My Real Feelings About the BWCA...

I posted the following article at www.foryourmarriage.org, forgot it, and rediscovered it. This was from my first camping trip as an adult. I submitted it shortly after our return to civilization. I honestly forgot that I fell in love with the Wilderness that first year. I cannot recall writing the final paragraph, but it makes me excited to leave again in a little less than two weeks.

Here's my story...

Joe and I have been married nearly 16 years, and have two sons. Ours is an interfaith marriage: I’m Catholic and he’s Lutheran. Both of us have strong ties to our church communities.

We were married at St Henry Catholic Church, and both our boys were baptized there: Adam in December 1991, and Jakob at the Easter Vigil Service in 1995. Where to attend church and what to believe has been a source of contention in our marriage, but we’ve arrived at a good compromise.

Imagine my surprise when Joe asked me to chaperone the Lutheran Youth on this camping trip in the Wilderness! After all, he’s known me for 21 years, and I am - by no stretch of the imagination - a camper. In fact, certain people burst into uncontrollable laughter when they heard I was going on this very rustic camping trip. But Joe, normally a sane and responsible man, was certain that I’d make a successful camper; more, he was certain I would enjoy the trip.

My job on this trip was to carry a 100 pound pack across portages. Joe strapped the pack on me in the church parking lot the morning we were packing to go. As I staggered across the asphalt parking lot from our van to the canoe trailer, I thought “What was I thinking?” I could barely shuffle my feet forward under the weight of the pack on TAR; what would I do on the rocky, twisty, muddy paths in the Wilderness?

We officially started the camping portion of our trip the next morning. Our first portage was relatively short at about 35 rods. A rod is between 16 and 17 feet. It was uphill halfway and the path was fairly wide and dry. When I slumped against a tree on the other side of the portage, I thought I could maybe handle the trip.

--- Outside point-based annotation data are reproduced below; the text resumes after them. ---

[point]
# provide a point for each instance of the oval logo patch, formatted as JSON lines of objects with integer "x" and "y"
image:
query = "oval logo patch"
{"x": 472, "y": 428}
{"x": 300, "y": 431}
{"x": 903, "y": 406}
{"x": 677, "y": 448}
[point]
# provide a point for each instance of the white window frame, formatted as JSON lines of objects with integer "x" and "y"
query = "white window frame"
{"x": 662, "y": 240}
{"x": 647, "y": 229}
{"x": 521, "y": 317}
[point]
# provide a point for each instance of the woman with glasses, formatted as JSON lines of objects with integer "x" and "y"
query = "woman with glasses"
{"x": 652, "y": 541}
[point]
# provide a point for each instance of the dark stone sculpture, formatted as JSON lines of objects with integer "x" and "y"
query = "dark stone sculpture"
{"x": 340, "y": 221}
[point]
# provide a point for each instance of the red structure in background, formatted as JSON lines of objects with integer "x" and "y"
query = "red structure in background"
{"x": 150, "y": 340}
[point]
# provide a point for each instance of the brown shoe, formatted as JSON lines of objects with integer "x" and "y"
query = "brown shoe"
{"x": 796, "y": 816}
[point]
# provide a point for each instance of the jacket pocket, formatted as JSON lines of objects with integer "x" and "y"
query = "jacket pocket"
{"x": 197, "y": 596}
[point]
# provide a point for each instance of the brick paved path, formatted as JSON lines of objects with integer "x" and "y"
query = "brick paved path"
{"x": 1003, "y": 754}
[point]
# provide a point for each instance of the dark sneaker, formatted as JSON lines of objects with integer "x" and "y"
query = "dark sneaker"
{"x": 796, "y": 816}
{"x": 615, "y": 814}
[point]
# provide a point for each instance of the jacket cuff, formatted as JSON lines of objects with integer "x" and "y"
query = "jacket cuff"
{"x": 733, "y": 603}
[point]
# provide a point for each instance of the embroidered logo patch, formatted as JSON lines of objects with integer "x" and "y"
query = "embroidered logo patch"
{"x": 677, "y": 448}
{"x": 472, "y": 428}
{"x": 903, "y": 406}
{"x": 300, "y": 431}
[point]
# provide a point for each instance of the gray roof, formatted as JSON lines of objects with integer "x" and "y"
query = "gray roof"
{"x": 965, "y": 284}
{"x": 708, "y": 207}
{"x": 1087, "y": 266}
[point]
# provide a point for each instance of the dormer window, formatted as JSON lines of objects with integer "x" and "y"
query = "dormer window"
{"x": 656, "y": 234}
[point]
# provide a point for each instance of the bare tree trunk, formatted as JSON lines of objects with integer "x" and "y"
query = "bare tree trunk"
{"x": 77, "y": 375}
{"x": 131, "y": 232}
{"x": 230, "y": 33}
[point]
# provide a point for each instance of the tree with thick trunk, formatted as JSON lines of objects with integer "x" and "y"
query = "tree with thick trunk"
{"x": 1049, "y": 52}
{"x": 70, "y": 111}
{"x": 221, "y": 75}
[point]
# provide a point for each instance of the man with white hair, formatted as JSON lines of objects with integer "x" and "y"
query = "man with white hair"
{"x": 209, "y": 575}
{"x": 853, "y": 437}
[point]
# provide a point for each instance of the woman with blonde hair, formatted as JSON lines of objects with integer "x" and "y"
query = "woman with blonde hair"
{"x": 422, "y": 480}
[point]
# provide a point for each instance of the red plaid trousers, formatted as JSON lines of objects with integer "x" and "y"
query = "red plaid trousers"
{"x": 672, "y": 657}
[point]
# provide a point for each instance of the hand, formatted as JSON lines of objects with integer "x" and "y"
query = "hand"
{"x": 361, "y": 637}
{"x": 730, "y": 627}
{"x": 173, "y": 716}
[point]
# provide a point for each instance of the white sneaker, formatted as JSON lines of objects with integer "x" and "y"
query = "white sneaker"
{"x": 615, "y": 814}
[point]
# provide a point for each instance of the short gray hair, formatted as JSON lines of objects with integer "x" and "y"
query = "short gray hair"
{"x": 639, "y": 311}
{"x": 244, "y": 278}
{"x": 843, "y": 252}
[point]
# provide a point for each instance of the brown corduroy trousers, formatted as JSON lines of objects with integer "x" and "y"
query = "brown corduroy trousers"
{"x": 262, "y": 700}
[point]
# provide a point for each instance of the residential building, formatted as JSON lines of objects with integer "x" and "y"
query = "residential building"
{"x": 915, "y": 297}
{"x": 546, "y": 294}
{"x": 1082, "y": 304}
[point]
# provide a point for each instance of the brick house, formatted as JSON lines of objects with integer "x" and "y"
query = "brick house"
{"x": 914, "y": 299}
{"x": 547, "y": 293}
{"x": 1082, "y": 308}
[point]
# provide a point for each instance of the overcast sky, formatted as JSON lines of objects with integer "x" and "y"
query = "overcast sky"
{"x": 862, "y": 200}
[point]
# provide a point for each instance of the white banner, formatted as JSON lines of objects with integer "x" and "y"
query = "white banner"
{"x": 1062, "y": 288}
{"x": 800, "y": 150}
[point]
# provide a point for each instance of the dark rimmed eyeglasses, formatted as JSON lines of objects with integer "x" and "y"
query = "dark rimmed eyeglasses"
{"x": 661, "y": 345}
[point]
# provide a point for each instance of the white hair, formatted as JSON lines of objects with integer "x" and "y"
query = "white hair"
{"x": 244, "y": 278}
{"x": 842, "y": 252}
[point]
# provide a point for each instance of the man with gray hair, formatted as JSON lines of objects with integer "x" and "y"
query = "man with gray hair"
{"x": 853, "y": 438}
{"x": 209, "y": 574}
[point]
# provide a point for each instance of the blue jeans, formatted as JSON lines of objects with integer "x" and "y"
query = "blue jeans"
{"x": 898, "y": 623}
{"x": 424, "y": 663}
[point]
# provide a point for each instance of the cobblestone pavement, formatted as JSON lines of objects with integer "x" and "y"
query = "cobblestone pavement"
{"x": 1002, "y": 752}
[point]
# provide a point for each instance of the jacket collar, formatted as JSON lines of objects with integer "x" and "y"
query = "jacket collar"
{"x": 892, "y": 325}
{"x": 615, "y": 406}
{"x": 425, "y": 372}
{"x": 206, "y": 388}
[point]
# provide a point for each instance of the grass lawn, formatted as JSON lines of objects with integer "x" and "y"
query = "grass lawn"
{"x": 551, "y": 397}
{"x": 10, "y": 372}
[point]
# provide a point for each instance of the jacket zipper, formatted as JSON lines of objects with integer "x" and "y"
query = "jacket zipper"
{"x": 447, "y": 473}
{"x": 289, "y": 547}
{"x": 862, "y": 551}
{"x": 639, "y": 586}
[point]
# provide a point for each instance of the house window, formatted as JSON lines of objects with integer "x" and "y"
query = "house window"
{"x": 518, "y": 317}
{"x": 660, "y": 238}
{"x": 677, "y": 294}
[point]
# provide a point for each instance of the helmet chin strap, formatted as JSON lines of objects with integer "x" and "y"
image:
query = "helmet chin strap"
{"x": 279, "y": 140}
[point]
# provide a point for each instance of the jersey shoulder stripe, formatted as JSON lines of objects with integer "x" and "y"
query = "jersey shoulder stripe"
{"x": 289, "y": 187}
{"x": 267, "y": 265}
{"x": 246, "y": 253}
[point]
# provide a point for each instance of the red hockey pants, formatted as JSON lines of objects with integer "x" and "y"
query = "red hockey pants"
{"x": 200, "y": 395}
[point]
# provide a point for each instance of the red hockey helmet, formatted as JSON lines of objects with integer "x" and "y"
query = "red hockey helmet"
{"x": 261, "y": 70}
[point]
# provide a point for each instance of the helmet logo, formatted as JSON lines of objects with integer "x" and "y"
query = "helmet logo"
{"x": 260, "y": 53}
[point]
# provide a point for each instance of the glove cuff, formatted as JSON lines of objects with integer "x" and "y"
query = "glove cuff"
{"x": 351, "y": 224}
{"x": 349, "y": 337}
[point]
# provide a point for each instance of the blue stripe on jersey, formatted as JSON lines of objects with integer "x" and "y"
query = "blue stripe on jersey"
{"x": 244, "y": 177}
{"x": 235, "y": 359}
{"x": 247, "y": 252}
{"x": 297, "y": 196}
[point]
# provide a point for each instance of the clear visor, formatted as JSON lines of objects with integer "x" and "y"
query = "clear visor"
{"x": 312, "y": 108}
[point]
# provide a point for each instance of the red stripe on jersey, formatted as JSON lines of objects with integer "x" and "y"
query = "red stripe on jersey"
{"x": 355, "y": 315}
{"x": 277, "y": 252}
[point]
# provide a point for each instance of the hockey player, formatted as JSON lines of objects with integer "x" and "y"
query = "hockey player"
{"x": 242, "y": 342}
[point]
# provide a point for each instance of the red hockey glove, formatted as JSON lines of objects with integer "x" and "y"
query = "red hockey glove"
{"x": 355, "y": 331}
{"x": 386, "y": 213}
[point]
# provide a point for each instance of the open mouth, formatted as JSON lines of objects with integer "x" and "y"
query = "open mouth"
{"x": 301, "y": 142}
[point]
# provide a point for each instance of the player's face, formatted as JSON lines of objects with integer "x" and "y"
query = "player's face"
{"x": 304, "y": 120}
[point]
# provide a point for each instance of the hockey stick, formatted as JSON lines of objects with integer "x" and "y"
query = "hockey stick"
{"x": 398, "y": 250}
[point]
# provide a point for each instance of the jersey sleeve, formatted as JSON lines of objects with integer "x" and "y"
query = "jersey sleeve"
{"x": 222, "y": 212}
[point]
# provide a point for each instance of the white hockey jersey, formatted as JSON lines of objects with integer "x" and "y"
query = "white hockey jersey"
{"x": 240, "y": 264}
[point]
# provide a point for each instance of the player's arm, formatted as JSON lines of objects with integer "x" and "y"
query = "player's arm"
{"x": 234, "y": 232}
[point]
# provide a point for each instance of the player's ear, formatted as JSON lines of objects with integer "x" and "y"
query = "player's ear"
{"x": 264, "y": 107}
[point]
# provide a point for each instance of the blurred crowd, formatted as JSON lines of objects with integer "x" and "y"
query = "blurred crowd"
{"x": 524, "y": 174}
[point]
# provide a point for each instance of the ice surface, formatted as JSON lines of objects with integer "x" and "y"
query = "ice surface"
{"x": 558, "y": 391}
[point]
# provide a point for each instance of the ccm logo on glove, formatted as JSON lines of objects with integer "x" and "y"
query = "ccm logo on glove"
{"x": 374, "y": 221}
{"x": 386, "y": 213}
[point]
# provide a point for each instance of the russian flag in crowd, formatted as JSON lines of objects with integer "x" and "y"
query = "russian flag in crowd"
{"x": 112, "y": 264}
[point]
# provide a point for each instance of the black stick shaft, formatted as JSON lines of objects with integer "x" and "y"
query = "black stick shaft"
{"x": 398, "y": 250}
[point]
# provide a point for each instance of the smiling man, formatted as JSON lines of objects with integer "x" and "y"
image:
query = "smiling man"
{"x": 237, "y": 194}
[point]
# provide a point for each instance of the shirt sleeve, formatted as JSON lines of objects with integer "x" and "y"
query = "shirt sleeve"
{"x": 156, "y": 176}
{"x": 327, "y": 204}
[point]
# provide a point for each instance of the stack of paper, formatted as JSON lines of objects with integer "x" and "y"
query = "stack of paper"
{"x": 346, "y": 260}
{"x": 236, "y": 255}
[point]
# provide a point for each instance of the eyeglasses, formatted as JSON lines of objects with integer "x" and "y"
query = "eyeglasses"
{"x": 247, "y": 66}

The portages got longer and more challenging as the day passed. I fell often. Because of the weight of the pack, I needed help to strap it on again after falling; sometimes I needed help to get up after falling with it. Covered with mud and nature, I could feel the sweat dripping off my nose and see it forming on my arms. I saw mosquitoes swarming, and could not defend myself against them. I counted paces to mark my progress, and I couldn’t talk while portaging my pack. It took all my focus to just walk and count, one foot in front of the other.

I was about a third of the way across one particularly difficult portage when I fell for the fourth time. Joe was the first person to find me and offer help. He helped me out of the pack. I stood up and he strapped it back on my back, holding the weight while I adjusted the straps. When I was ready he shifted the weight to me. Then he walked with me the rest of the way. He talked me through the remaining rods of the portage, saying things like “you’re doing great” or “just keep putting one foot in front of the other” or “you’re almost there” or “you can do it, Kari.” He never stopped talking. Thinking about it later, I was surprised; Joe is normally a man of few words. This time I was the silent one, once again using every ounce of strength and energy I had to just put one foot in front of the other.

Dropping the pack on the ground at the other side of the portage, I stood hunched, breathing deep and feeling that surge of exhilaration or adrenaline or whatever we get after intense physical activity. I repeated to myself “I will not cry. I will not cry…”

When I started to think again, I realized I would have been angry had Joe carried that pack for me. Instead, Joe just did for me what God does for all of us. God knows we have to carry heavy burdens in life, and He’s always there supporting and encouraging, walking with us through our struggle. And when we need that little extra help, God sends us a spouse like Joe, who will walk beside us and encourage us when times are tough.

As it turns out, it was Joe who was right about me: this non-camper loved the Wilderness! I am already planning next year’s packing. Those friends who laughed at the thought of me living in nature for a week are now all afraid that they’ll find themselves sweating their way through their own 41-mile journey through the Wilderness!